Allora, una riflessione e una certa lucidità e maturità politica si impongono per essere sicuri di poter far fronte ai cambiamenti sociali che dovremo intraprendere :

  1. La generazione dei Baby-Boomers nata alla fine della seconda guerra mondiale – quella che aveva 20 anni negli anni 60 e che ha vissuto profondamentelo lo spirito di maggio 68 – è stata la più colpita dal Covid-19. Questa generazione di fortunati che ha incontrato sul suo cammino le quattro fate : la pace, la prosperità, il pieno impiego e la crescita grazie al progresso è riuscita a realizzare dei cambiamenti giganteschi che hanno aperto a tutti i popoli di Europa la strada della democrazia e della libertà, senza tirare un solo colpo di fucile. Ora questa generazione di fortunati impudenti è accusata – insieme alla generazione post 68 – di essere all’origine degli abusi, delle disfunzioni e di tutti i pericoli che si profilano all’orizzonte del mondo contemporaneo.
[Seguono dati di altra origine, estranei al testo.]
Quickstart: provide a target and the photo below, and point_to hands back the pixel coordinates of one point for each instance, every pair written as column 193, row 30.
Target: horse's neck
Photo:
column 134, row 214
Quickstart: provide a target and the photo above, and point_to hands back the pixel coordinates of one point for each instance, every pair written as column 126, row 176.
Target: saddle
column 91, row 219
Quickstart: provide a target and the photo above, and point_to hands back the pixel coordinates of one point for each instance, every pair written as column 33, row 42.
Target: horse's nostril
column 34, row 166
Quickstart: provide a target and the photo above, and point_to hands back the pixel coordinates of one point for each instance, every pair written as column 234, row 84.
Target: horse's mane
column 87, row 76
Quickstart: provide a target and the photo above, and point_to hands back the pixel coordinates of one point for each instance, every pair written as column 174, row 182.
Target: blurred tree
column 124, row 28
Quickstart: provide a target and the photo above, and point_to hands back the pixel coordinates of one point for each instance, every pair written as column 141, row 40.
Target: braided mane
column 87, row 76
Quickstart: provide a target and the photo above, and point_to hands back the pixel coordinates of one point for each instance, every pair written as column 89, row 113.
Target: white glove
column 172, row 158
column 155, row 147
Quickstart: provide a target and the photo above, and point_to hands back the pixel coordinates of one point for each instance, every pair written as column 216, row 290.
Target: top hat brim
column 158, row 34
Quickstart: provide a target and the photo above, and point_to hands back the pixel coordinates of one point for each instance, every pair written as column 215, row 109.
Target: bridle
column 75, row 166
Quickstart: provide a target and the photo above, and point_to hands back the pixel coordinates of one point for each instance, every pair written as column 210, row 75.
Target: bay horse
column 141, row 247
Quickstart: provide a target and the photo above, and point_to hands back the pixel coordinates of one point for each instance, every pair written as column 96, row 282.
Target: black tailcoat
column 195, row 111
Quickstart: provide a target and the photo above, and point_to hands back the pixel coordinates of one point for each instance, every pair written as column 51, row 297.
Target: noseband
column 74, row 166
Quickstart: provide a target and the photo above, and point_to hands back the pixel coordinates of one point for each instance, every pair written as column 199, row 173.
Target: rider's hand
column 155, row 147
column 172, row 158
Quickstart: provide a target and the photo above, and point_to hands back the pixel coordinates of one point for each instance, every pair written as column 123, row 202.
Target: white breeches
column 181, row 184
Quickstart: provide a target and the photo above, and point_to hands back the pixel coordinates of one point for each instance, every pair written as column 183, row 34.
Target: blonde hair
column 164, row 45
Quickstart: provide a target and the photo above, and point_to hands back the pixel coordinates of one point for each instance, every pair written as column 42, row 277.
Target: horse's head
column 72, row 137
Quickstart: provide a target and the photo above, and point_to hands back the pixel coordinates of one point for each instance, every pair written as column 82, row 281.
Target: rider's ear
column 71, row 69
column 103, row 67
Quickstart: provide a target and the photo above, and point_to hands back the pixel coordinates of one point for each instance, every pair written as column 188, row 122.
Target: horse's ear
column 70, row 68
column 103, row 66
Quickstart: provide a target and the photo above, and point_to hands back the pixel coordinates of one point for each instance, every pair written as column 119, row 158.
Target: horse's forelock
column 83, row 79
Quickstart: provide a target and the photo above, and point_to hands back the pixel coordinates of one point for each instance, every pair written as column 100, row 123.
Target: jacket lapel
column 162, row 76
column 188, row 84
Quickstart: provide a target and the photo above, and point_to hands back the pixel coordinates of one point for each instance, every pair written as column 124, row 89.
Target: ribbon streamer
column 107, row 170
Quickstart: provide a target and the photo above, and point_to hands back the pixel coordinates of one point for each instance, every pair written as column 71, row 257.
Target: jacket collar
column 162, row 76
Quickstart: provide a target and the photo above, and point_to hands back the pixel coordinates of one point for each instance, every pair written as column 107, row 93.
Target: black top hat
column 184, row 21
Tale messa in discussione, radicale e puritana, non ha molto senso perché non coglie l’essenziale. Se degli errori sono stati commessi, questi devono essere corretti prima che si aggravino ancora di più. A tal fine, occorre discuterne insieme e impegnarsi seriamente per rimettere in discussione il modello economico ultra liberale – che fino ad oggi ha creato solamente delle ineguaglianze, delle ingiustizie e delle derive – e proporre delle soluzioni per migliorare e regolamentare la mondializzazione.
  1. La crisi sanitaria provocata dal  Covid-19 ci ha fatto ripiombare in un passato lontano. Per lungo tempo, abbiamo maturato l’idea di essere al riparo da un rischio infettivo e di poter curare, grazie alla ricerca e all’innovazione scientifica, tutte le malattie. Ma, il coronavirus ci ha mostrato la nostra fragilità e vulnerabilità. La morte silenziosa, a porte chiuse, delle persone ultrasettantenni, nelle case di riposo, è divenuta mostruosa e intollerabile. Di fronte a questa situazione una sola certezza: è arrivato il momento di affrontare il problema e di proporre una soluzione alternativa, che non sarebbe semplicemente organizzativa, ma anche politica. L’dea è di spingere i politici e la società civile a preoccuparsi della salute delle persone anziane con lo scopo di sviluppare una cultura della prevenzione, di assicurare l’accesso alle cure, di riconfigurare l’organizzazione delle case di riposo e di rafforzare i legami sociali intergenerazionali.

Le azioni più importanti si delineano chiaramente qui e devono essere indirizzate  verso una  ritrovata coesione e solidarietà tra generazioni necessaria per costruire, tutti insieme, il mondo di domani senza escludere nessuno.